One Good Turn(B&W) 1931 - Laurel & Hardy by herbert-hueller

Monday, 16 November 2015

Thicker Than Water (1935)


The final short to star Laurel and Hardy together, Thicker than Water sees the usual formula of domestic bliss turning to domestic chaos, with brilliant slapstick, a dash of Stan’s wordplay (“Is Mr Hardy Home?” “Yes but he’s not in”) and surrealism.

The story opens at the home of Mr and Mrs Hardy, and their lodger, a certain Mr Laurel. The two men want to go out to watch the ball game – but the lady of the house (played by the diminutive Daphne Pollard) will not hear of it, at least until they have done the washing up. The sight of the under five feet tall Pollard browbeating the hapless duo is mined to great comic effect, and the washing up goes as smoothly as might be expected, especially for those who have seen Helpmates.

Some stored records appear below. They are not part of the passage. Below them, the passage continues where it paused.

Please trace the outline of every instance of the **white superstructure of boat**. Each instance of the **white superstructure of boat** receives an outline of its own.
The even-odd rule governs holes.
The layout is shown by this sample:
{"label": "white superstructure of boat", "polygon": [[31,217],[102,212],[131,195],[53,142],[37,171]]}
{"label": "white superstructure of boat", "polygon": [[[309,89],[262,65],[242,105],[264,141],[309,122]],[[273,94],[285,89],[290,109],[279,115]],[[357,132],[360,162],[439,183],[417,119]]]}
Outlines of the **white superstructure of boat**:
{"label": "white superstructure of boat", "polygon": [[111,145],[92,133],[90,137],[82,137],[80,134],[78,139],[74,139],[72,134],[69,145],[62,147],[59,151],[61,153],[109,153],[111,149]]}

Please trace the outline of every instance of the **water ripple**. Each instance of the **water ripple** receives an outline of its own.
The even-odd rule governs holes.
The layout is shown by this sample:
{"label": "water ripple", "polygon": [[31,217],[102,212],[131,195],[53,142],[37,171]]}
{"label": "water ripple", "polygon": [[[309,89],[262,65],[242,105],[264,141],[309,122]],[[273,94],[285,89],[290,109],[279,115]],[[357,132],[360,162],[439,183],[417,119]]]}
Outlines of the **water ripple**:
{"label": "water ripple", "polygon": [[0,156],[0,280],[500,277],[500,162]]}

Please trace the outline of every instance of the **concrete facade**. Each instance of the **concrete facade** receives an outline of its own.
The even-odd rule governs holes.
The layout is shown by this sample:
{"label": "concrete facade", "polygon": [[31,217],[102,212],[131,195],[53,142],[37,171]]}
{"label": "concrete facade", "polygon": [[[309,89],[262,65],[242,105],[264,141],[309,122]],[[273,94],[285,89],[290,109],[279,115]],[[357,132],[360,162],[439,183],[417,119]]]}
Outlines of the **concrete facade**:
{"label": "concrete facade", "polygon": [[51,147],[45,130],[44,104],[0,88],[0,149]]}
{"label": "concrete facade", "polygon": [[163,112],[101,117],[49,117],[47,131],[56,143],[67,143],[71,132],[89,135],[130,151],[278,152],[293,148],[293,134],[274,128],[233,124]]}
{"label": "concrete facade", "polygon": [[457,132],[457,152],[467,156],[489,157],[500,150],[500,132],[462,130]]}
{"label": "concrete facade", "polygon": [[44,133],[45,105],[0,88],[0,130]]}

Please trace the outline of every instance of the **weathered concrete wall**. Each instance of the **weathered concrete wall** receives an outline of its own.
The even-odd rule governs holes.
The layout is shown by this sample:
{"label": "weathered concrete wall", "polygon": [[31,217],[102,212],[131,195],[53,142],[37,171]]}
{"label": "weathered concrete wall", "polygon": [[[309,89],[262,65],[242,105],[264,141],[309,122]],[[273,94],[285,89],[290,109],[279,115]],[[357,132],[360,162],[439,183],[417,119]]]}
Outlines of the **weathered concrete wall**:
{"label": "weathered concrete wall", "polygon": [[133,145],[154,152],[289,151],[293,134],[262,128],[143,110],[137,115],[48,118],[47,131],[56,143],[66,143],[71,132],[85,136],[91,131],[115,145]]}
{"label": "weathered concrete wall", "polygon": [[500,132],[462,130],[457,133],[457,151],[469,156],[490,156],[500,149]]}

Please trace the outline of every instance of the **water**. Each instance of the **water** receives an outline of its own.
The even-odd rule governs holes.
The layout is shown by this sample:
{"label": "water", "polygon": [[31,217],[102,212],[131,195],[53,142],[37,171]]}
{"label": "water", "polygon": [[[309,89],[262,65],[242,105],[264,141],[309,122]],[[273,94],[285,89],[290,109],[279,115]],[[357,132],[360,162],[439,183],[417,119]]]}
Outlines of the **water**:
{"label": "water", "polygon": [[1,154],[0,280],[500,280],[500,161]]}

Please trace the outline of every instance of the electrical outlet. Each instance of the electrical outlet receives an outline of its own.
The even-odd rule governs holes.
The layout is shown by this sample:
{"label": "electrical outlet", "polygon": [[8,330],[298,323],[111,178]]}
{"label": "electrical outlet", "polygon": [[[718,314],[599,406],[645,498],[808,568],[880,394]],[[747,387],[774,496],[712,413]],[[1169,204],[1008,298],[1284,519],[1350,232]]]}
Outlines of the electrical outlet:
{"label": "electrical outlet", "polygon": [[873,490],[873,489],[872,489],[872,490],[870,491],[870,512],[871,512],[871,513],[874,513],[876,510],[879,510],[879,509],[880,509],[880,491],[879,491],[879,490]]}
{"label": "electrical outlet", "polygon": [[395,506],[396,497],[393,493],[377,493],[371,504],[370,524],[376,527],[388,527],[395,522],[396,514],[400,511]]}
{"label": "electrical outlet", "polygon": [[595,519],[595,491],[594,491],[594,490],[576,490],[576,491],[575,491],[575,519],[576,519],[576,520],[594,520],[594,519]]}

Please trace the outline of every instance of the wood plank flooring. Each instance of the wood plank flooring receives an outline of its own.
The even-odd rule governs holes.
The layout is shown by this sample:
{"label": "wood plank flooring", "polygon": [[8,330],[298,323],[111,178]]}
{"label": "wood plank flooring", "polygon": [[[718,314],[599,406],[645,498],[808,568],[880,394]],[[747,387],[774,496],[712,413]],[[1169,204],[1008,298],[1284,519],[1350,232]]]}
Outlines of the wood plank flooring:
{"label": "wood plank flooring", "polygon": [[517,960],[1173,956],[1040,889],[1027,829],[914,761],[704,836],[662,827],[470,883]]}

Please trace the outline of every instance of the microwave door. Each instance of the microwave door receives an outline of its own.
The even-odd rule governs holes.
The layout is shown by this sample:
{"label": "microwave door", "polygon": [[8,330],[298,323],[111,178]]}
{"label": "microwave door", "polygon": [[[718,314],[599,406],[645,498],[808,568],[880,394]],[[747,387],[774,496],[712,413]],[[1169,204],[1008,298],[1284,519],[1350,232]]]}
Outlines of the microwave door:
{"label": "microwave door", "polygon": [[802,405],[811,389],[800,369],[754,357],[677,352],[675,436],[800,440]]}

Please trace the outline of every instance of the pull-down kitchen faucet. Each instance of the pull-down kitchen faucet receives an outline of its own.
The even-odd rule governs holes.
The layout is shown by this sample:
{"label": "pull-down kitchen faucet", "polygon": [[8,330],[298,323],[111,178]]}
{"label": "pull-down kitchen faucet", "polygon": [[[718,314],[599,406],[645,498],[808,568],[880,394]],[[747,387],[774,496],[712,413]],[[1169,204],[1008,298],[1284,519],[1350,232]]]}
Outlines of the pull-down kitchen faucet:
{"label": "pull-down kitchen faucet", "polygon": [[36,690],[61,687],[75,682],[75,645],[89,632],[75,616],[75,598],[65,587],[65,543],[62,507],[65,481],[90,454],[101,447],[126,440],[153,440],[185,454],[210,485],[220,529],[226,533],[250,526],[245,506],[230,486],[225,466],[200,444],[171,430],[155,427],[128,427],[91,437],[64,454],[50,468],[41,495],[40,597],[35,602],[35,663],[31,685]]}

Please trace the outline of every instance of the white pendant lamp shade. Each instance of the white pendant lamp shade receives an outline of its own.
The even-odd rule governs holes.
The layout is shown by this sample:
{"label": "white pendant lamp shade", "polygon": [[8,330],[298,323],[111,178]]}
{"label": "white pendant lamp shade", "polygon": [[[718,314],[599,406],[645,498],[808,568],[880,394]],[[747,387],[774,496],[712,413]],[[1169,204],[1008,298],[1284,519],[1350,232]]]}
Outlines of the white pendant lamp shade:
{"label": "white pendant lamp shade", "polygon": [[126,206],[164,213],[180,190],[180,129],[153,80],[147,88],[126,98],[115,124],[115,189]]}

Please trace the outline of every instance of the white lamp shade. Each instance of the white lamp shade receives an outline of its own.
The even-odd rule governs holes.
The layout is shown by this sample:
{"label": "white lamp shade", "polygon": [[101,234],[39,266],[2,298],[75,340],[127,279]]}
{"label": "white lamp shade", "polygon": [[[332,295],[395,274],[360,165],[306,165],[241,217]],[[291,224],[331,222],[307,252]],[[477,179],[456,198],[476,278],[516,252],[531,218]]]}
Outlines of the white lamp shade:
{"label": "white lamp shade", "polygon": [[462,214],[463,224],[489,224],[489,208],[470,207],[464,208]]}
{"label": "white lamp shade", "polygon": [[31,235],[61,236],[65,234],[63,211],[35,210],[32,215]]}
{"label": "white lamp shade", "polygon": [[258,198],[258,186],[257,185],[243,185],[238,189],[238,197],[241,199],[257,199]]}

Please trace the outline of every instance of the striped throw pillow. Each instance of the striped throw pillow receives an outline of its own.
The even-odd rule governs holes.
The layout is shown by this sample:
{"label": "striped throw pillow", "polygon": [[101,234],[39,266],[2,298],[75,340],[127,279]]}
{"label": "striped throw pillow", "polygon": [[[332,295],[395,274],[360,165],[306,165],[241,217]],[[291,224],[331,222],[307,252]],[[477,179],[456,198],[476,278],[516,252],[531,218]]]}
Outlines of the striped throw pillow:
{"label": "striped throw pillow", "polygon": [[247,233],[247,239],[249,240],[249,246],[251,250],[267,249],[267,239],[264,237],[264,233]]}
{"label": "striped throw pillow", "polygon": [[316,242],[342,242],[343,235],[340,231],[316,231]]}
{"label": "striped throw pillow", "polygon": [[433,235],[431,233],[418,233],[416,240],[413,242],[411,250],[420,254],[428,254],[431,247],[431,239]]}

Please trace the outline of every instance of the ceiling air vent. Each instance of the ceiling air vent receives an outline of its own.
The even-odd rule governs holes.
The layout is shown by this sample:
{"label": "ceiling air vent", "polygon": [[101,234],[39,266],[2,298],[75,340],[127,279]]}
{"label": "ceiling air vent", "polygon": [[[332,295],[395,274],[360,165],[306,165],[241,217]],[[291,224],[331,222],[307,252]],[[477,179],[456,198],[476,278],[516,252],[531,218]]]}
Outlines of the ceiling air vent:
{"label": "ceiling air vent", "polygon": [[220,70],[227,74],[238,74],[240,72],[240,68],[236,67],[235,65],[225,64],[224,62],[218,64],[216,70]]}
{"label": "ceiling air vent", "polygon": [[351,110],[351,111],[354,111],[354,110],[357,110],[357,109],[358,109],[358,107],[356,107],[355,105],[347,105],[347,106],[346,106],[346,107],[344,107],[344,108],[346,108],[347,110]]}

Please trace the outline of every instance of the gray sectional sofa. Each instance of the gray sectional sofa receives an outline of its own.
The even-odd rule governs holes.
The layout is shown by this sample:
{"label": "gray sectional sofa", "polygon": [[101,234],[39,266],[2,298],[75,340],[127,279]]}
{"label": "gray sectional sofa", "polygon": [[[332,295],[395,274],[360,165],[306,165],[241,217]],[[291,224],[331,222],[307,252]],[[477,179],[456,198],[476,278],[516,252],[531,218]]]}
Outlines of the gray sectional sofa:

The rest of the story revolves around money and debt, in particular, the debt owed to furniture store owner James Finlayson, and the money that Olly gave to Stan to cover this month's payment, money that, needless to say, did not get to where it should have, leading to further ear bending and emasculation for Olly.

In an effort to regain some of his crushed male pride, he is persuaded by Stan to withdraw the couple’s remaining bank balance in order to buy furniture outright, so they are not in hock to Finlayson. As we seen time after time in the world of Laurel and Hardy, no good deed goes unpunished, and Olly’s chivalrous attempts to help a lady get a Grandfather clock at an auction leave him minus his cash and holding the timepiece. Mrs Hardy does not approve, and registers her disapproval, with the help of a frying pan, on Olly's head, requiring a trip to the hospital and a surreal twist ending.

Surrealism is perhaps one of the more underappreciated elements of Laurel and Hardy films, and it crops up here in two distinct ways.  Firstly the body swap gag, where, after a blood transfusion required by Mrs Hardy taking a frying pan to Mr Hardy, Olly dresses, talks and acts like Stan, and vice versa. The voices are dubbed but the pair do an uncannily excellent job of mimicking each other’s body language and tics of each other. These sort of jarringly odd punchlines did crop up from time to time, such as Stan’s grotesquely distended belly at the end of Below Zero

Secondly is the recurring gag where by the pair change to the next scene by having one of them drag the frame in from off-camera, a clever way of getting quickly from one scene to another, seemingly quite innovative for the time.